RNA anti-sense and sense probes (~400 bp) were generated first by PCR amplifying the EST of interest from cDNA clones using gene-specific primers with T7 and SP6 recognition sequences flanking the 5' end of the primers. 1 μg of the cDNA probe was added to digoxigenin (DIG) RNA-labelling mix (Roche, Penzberg, Germany) as per manufacturer's recommendations for DIG incorporated RNA synthesis. Probes unable to be labelled with DIG were synthesized into unmodified RNA first then non-enzymatically labelled with fluorescein via the Platinum Bright Nucleic Acid Labelling Kit (Kreatech, Amsterdam, Netherlands) according to the manufacturer's protocol. All probes were tested for labelling efficiency using a dot blot technique [50] with the appropriate antibody coupled to alkaline phosphatase.

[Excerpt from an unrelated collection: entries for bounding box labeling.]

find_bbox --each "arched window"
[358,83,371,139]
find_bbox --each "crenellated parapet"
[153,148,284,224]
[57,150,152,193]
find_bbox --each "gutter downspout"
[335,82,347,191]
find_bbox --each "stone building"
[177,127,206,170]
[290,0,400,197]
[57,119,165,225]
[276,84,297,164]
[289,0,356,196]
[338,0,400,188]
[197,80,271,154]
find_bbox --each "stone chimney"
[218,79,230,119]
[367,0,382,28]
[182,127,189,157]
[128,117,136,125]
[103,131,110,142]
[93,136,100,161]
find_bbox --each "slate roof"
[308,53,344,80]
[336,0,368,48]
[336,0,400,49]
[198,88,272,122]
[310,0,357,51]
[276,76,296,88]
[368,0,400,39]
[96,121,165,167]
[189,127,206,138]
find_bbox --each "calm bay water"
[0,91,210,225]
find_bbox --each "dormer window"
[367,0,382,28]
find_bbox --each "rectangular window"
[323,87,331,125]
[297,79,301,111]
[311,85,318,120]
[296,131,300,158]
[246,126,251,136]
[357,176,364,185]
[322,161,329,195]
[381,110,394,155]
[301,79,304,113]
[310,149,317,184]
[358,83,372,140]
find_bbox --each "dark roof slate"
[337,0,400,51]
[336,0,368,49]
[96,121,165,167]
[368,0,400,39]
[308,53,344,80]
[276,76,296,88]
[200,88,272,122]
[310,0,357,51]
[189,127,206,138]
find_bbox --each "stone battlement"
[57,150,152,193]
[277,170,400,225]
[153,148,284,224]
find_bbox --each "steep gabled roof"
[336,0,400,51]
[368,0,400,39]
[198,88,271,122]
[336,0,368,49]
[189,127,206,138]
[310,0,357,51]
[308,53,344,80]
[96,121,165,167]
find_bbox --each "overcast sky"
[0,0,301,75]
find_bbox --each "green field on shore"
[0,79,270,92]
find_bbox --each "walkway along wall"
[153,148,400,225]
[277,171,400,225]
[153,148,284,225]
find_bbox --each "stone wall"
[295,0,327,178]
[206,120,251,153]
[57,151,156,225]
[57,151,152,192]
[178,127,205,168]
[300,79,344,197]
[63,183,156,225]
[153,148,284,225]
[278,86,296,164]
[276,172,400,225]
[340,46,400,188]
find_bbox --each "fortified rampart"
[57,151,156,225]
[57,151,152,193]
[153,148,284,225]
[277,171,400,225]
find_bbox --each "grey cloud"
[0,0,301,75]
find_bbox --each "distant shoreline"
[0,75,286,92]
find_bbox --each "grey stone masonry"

Mantle tissue was removed from adult P. maxima and immediately fixed in 4% paraformaldehyde for four hours. Fixed tissue was dehydrated through an alcohol series and paraffin wax-embedded. Tissue blocks were sectioned to 7 μm increments. Sections were dewaxed in xylene and rehydrated in an alcohol series in preparation for RNA in situ hybridization. The technique used RNase-free reagents as described by Braissant and Wahli [56] with some modification. Briefly, rehydrated tissues underwent a 2 × 15 minutes wash in PBS with 0.1% active DEPC; 15 minutes equilibration in 5 × SSC; pre-hybridization, two hours at 50°C, in 50% formamide, 5 × SSC, 40 μg/ml salmon sperm DNA; hybridization 4-40 hours at 50°C, with 400 ng/mL of DIG/FLU labelled probe, in 50% formamide, 5 × SSC, 40 μg/mL salmon sperm DNA; washed 30 minutes in 2 × SSC at room temperature; one hour in 2 × SSC at 60°C; one hour in 0.1 × SSC at 60°C; five minutes equilibration in buffer 1 (Tris 100 mM/NaCl 150 mM, pH 7.5); two hours with anti-DIG/FLU antibody, AP-coupled, diluted 1:1000 in buffer 2 [buffer 1 with 0.5% of Blocking Solution (Roche, Penzberg, Germany)]; washed for 2 × 15 minutes in buffer 1; five minutes equilibration in buffer 3 (Tris 100 mM/NaCl 100 mM, pH 9.5); stained overnight in buffer 3 containing 20 μl NBT/BCIP Stock Solution (Roche, Penzberg, Germany); washed in running tap water for 15 minutes; dehydrated in alcohol series; washed in 95% ethanol for three hours; after which slides were mounted with cover slips.